The EU Commission adopted measures on 5 December 2013 to simplify its merger notification process under the EU Merger Regulation, Council Regulation EC No. 139/2004.
We reported on these measures in more detail in our client briefing, which can be accessed here.
In summary, these reforms represent good news for business. They usher in a lighter touch policy by the Commission for non-problematic merger cases which will result in a simpler notification process, help reduce costs, and may in practice enhance the chance of quicker clearance decisions within the statutory framework. The merger simplification package is effective from 1st January 2014.
The more controversial proposals to extend the scope of the EU Merger Regulation to vet the acquisition of minority shareholdings have been postponed.
Changes to the Simplified Procedures
The proposed changes will lead to an amendment to the Commission’s Notice on Simplified Procedures under Council Regulation No. 139/2004 (see 2005/C56/04).
Having used the simplified process for some years now the Commission feels that with the benefit of its experience it can now expand the scope of the simplified procedure if the following conditions are satisfied:-
for markets in which two merging companies compete (horizontal mergers) mergers below a 20% combined market share will qualify (instead of 15% at present)

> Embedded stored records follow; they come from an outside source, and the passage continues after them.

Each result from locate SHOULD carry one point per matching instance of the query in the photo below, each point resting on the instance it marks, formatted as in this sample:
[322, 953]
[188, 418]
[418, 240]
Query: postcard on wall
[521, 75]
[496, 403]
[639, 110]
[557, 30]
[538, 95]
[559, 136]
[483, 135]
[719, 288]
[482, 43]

for vertically related mergers namely those where one of the companies sells an input to a market where the other company is active, mergers below a 30% combined market share (instead of 25% at present)
The simplified procedure can now be used if the combined market share of the two merging companies are between 20-50% but the increase in market share due to the merger is small.
Amendments to the EU Merger Implementing Regulation
The reforms will also result in the amendment of the EU Merger Implementing Regulation, Commission Regulation No. 802/2004, which sets out detailed procedures in relation to the form and content of notifications required under the EU Merger Regulation itself. Under the reforms the information required to notify a merger to the Commission will be reduced not only for cases under the simplified procedures but also all other cases as well.
The reforms will make it simpler for merging companies to ask the Commission for waivers of the notifying parties’ obligations to produce certain information which may not be required in the context of a particular case. Also reduced information required from companies that are seeking referral of a case with the ambit of the EU Merger Regulation from the Commission to a particular Member State or vice versa.
Standard Commitment Texts
Parties can offer commitments to the Commission to address a competition issue inherent in a particular merger to gain conditional clearance. To assist in this process the Commission has just published a number of model commitment texts designed to assist parties in securing merger clearance faster for mergers where there may be one or more outstanding competition issues which can be resolved by way of commitment. These update texts were previously proposed by the Commission in 2003.
These new commitments are designed to be used by parties offering to divest assets and for the establishment of a mandate for a trustee who will monitor the implementation of the commitments. The use of these model texts are voluntary but it is hoped that it will make it easier for parties to design commitments that effectively address competition concerns.